Baltimore County next to reconsider plastic bags

Baltimore County lawmakers could be the latest to consider restrictions on plastic shopping bags.

Perry Hall Democrat Vince Gardina is sponsoring a resolution that directs county auditors to investigate a policy that “encourages the discontinuance” of plastic bags in Baltimore County’s retail stores.

“It’s not proposing a ban necessarily,” Gardina said at a council work session Tuesday. “Banning plastic bags is not necessarily accepted in environmental circles as a benefit, either. I’m not pushing one option or another.”

Grocers who said they are already battling escalating food prices successfully fought proposed bans on plastic bags in Baltimore City, Annapolis and at the state level this year. Supporters said the bags can take 1,000 years to break down in a landfill and threaten wild life.

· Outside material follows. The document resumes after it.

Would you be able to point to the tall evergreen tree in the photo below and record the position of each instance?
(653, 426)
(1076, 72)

Supermarket lobbyists told legislators in Baltimore City that paper bags require four times as much energy to manufacture and ship than plastic, and cost about 5 cents per bag compared with 2 cents for plastic.

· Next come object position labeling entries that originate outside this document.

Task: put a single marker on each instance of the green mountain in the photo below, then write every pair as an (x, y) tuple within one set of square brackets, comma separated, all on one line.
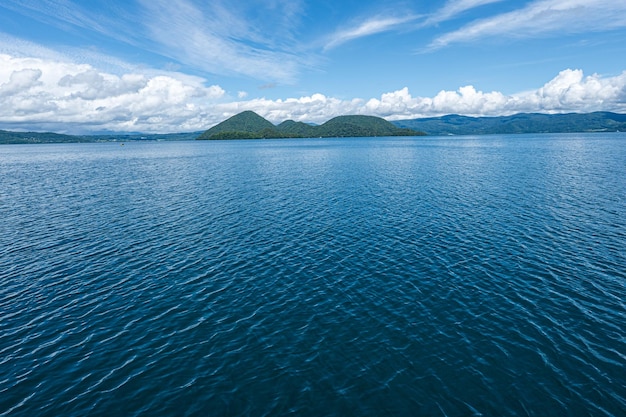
[(518, 123), (249, 125)]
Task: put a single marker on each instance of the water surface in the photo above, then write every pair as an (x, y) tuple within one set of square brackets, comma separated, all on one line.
[(366, 277)]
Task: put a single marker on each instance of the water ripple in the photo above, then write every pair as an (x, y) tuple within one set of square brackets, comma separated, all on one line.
[(477, 276)]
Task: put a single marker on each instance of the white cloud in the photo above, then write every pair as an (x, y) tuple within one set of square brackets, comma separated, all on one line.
[(367, 28), (540, 18), (46, 94), (455, 7), (65, 96)]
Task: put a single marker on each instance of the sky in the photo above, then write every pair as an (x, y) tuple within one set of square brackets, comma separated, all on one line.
[(164, 66)]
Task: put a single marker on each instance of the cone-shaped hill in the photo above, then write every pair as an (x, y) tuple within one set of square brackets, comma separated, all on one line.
[(249, 125)]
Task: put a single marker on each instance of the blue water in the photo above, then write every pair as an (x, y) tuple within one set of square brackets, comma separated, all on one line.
[(348, 277)]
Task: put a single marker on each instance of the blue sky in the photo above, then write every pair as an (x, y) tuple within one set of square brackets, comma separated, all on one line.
[(185, 65)]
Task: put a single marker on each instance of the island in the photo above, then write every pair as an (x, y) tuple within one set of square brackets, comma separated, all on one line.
[(249, 125)]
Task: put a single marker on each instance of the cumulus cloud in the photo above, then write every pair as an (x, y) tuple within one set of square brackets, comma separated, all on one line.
[(44, 94), (63, 96)]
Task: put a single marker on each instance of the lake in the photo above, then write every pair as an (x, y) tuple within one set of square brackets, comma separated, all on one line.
[(430, 276)]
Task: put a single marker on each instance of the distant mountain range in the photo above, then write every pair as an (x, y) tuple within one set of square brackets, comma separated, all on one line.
[(251, 125), (518, 123)]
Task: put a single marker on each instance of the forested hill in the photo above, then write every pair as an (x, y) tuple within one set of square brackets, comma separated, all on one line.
[(518, 123), (249, 125)]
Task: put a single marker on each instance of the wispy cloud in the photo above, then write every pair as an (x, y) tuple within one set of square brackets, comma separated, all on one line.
[(454, 8), (542, 18), (48, 94), (369, 27), (214, 37)]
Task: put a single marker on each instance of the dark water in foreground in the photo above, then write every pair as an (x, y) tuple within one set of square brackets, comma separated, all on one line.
[(365, 277)]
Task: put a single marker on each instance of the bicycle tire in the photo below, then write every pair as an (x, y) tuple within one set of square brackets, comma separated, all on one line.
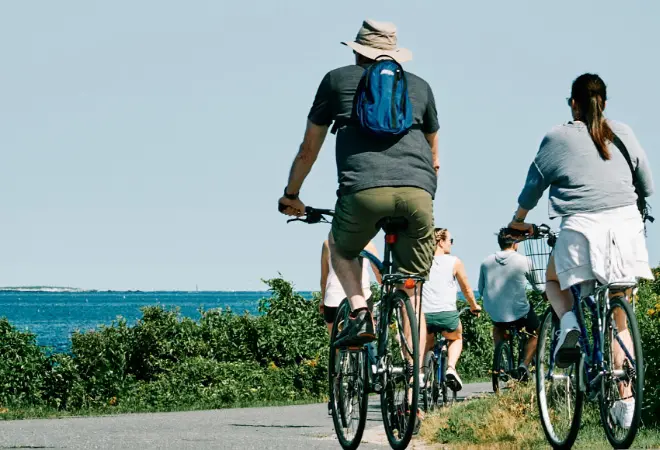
[(399, 431), (443, 368), (548, 324), (637, 384), (359, 362), (430, 381), (501, 370)]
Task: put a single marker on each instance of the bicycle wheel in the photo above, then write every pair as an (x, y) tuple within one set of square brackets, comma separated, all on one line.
[(559, 397), (430, 390), (400, 394), (502, 366), (445, 388), (623, 382), (349, 397)]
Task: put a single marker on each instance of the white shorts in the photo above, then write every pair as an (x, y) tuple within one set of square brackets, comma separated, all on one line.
[(583, 251)]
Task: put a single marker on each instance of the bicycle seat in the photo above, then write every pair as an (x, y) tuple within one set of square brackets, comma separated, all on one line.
[(392, 225)]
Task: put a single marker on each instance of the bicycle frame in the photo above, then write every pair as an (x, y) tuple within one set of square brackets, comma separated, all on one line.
[(598, 305), (388, 286)]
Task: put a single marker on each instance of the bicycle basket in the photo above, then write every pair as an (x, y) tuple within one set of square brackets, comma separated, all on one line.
[(538, 253)]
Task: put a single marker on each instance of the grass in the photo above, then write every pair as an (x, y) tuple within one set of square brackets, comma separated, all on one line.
[(511, 421), (19, 413)]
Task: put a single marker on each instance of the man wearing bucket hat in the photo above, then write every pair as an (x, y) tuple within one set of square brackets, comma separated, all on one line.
[(378, 176)]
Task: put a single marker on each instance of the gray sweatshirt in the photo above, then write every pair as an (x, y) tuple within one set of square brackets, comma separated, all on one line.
[(579, 179), (503, 286)]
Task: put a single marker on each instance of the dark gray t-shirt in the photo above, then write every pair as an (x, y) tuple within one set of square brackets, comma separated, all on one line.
[(365, 161)]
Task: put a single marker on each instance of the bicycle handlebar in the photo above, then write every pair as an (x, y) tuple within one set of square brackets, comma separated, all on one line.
[(538, 231), (312, 215)]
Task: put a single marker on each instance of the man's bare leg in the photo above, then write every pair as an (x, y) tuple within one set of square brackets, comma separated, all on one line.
[(349, 273)]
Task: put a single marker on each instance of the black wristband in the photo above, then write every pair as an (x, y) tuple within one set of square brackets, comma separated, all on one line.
[(290, 196)]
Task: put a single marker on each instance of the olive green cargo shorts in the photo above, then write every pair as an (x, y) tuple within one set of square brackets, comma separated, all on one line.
[(356, 216)]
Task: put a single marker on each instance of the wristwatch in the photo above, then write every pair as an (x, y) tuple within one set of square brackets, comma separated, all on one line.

The Baltimore County Council is scheduled to vote on Gardina’s resolution at its meeting Monday. No one came to testify either in favor or against the study, but lawmakers said they aren’t ready to pass binding legislation anytime soon.

“I can’t imagine us passing a law that gives an economic disadvantage to city businesses,” said council Chairman Kevin Kamenetz, a Pikesville Democrat.